A quick way for you to take hold of your anxiety is to distract your mind.
8. Meditate
A simple way of relaxing your mind and distracting it from the fears that run through your head is to practice mindful meditation. This is a mental training practice that teaches you to:
- Slow down racing thoughts
- Let go of negativity
- Calm your mind and body
To practice mindful meditation, all you need is a quiet space where you can get comfortable and focus on your breath. The entire practice consists of taking in a few deep breaths and focusing on each time you inhale and exhale. This process of focusing on your breathing will take the attention away from the racing thoughts in your head.
9. Read about grief
Books on grief are great resources to help you understand what you’re going through. The more you learn about what grief is and about the grieving process, the better able you are to get a handle on your thoughts and emotions.
Fear is sometimes borne out of the unknown. You tend to fear the things you don’t understand. Anxiety is nothing more than a physical manifestation of that fear.
Pick up a few different books about grief so that you can explore some of the different ways that grief affects you. You’ll eventually be able to recognize what’s happening in your grief process and how your loss has affected you.
Some of those types of grief that you’ll learn about are:
- Anticipatory grief
- Normal grief
- Complicated grief
- Delayed grief
- Inhibited grief
- Disenfranchised grief
- Absent grief
- Exaggerated grief
10. Join an online group
Chatting with others online who are in similar situations and hearing about their coping strategies can help you in overcoming your fears and anxieties as they pertain to your grief. Online grief forums are a great way to meet others who share common ground with you when it comes to your loss.
Even though everyone will have a different experience with grief, it helps to exchange details of how each coped with their loss. You can hear about how others managed through difficult times or how they overcame their stress and fears.
11. Seek grief counseling
There’ll come a time when your grief may seem insurmountable. It doesn’t always happen to everyone, but when it does, it feels as if there is no end to your suffering. Getting through these difficult times alone can prove to be very lonely and detrimental to your emotional well-being.
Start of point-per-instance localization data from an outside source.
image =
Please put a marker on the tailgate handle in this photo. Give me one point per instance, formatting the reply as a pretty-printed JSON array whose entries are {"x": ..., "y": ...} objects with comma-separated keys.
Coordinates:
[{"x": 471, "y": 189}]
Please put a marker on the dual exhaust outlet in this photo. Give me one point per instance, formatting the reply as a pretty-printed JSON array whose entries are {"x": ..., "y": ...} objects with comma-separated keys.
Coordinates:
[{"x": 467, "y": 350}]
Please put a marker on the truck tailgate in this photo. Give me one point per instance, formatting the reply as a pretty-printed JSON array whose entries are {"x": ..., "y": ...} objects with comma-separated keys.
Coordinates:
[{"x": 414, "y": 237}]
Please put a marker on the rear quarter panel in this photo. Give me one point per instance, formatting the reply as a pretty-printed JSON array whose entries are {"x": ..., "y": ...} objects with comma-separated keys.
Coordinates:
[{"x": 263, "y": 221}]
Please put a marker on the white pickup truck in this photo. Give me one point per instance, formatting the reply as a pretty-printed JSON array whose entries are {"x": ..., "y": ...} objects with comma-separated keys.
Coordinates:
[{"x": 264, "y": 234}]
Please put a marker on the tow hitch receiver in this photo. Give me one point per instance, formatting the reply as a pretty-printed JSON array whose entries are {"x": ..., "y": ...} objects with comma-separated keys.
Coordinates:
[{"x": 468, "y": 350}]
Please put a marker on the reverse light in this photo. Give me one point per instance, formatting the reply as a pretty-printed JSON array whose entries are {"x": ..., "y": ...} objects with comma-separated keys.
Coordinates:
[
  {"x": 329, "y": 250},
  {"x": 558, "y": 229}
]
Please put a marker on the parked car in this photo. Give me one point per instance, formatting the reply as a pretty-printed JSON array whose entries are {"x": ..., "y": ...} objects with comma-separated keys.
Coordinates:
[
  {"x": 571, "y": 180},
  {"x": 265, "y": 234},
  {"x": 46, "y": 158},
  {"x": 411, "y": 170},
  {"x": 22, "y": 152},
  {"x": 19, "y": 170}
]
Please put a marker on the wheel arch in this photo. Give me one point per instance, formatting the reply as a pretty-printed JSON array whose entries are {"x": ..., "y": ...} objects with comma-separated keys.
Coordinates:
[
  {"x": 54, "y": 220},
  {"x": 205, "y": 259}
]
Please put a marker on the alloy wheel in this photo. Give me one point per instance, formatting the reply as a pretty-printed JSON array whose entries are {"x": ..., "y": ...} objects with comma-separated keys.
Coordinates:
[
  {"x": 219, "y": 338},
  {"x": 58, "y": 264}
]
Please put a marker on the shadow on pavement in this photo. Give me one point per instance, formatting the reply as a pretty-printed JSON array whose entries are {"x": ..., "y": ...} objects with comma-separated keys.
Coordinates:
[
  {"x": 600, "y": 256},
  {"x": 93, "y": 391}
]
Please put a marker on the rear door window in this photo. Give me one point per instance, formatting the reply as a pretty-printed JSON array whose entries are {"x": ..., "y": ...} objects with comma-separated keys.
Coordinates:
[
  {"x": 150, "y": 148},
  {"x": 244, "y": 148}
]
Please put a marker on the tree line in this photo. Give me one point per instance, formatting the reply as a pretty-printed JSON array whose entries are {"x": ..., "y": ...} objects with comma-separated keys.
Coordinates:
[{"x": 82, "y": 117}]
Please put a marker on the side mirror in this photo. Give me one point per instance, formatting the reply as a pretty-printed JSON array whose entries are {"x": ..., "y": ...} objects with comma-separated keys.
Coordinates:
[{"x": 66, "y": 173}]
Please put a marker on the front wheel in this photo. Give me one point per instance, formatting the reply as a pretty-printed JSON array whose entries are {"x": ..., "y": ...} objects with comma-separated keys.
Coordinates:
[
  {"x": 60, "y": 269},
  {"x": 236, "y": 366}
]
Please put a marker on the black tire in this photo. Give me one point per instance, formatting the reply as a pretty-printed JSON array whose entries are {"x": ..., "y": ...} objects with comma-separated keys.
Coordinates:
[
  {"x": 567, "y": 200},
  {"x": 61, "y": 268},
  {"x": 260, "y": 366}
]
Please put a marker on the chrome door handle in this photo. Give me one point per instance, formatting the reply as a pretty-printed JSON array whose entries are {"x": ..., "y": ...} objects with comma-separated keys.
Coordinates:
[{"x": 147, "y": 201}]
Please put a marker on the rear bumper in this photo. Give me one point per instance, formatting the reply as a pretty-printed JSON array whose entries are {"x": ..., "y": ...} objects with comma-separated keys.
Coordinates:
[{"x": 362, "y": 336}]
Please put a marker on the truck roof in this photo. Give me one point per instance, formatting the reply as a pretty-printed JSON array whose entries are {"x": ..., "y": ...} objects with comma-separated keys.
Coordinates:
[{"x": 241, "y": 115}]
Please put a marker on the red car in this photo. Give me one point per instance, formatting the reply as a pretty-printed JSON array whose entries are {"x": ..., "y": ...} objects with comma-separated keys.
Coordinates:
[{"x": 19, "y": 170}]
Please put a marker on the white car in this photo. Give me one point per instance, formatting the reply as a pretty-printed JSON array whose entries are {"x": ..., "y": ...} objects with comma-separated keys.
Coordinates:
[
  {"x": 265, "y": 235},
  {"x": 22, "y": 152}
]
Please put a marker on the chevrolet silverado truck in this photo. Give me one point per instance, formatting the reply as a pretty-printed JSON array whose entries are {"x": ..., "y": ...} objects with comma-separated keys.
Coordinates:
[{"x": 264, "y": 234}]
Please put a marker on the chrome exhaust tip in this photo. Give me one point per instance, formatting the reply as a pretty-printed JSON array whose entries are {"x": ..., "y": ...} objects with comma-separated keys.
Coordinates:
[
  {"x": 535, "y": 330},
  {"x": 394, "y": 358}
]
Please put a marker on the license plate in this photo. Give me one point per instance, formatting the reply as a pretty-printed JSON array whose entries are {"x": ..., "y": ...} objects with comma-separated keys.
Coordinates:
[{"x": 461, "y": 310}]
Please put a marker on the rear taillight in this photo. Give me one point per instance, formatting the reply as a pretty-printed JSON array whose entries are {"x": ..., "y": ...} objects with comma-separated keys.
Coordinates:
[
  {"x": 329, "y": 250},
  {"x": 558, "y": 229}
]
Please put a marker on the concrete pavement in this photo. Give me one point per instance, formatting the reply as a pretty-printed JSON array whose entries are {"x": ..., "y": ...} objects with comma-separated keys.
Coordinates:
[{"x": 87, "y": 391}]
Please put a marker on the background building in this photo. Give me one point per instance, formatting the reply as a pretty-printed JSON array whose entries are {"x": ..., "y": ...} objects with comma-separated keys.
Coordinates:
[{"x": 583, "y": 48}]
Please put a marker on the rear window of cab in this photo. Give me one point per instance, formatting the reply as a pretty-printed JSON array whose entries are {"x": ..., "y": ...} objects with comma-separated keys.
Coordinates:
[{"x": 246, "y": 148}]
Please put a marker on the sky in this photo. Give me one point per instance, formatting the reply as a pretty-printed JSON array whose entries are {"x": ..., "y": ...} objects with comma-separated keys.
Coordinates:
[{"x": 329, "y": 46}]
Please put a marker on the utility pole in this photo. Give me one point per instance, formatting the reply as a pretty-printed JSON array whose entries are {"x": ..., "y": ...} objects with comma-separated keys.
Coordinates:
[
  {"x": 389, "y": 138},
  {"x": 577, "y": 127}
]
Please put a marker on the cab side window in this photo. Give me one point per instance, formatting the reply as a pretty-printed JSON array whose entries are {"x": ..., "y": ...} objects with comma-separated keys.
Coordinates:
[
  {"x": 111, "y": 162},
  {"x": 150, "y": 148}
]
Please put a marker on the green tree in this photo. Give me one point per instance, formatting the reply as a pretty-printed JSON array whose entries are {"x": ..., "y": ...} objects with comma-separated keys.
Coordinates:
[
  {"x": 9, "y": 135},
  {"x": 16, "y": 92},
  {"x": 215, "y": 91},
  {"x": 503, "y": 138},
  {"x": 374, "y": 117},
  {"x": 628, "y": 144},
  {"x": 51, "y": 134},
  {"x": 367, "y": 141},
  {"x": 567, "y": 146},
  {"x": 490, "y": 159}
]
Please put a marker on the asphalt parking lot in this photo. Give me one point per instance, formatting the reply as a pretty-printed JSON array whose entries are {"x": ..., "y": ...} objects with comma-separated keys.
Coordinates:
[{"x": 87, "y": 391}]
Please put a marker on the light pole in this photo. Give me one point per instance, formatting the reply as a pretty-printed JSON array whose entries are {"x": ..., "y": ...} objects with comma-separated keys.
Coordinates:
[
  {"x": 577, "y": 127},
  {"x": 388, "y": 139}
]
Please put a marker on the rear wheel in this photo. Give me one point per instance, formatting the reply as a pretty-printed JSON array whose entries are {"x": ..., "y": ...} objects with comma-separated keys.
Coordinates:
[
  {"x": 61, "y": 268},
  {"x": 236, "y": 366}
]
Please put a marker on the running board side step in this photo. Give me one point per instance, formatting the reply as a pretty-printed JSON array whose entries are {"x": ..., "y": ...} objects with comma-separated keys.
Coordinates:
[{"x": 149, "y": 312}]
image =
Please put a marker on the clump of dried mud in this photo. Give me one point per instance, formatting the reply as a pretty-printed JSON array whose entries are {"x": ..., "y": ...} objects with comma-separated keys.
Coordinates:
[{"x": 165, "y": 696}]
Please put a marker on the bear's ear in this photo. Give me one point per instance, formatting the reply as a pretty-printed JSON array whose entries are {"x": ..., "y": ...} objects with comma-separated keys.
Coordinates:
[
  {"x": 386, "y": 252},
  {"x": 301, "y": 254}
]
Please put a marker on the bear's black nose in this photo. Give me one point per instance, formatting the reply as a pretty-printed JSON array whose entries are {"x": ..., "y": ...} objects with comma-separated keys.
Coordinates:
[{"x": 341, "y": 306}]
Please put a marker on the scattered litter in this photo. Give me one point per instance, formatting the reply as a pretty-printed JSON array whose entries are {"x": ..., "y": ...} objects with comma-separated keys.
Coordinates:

A grief counselor can help you sort out any complications and can guide you through the stages of grief to get you on a path to healing.
Grief counseling can be especially beneficial to you after having tried other methods of coping that have failed. Your counselor will have a basis to formulate a plan specific to your individual needs. However, anyone at any time can seek and ask for the help they need.
How Grief and Anxiety Complicate Things
Grief and anxiety are two powerful forces that come together to stall your road to emotional well-being after suffering a significant loss. Anxiety adds a different dimension or layer to ordinary grief thus complicating it making it more difficult to cope with.
Some people dealing with anxiety after the death of a loved one may see a gradual lifting within a few weeks. For those who don’t, a trained grief counselor can help get you through the lowest points of your grief.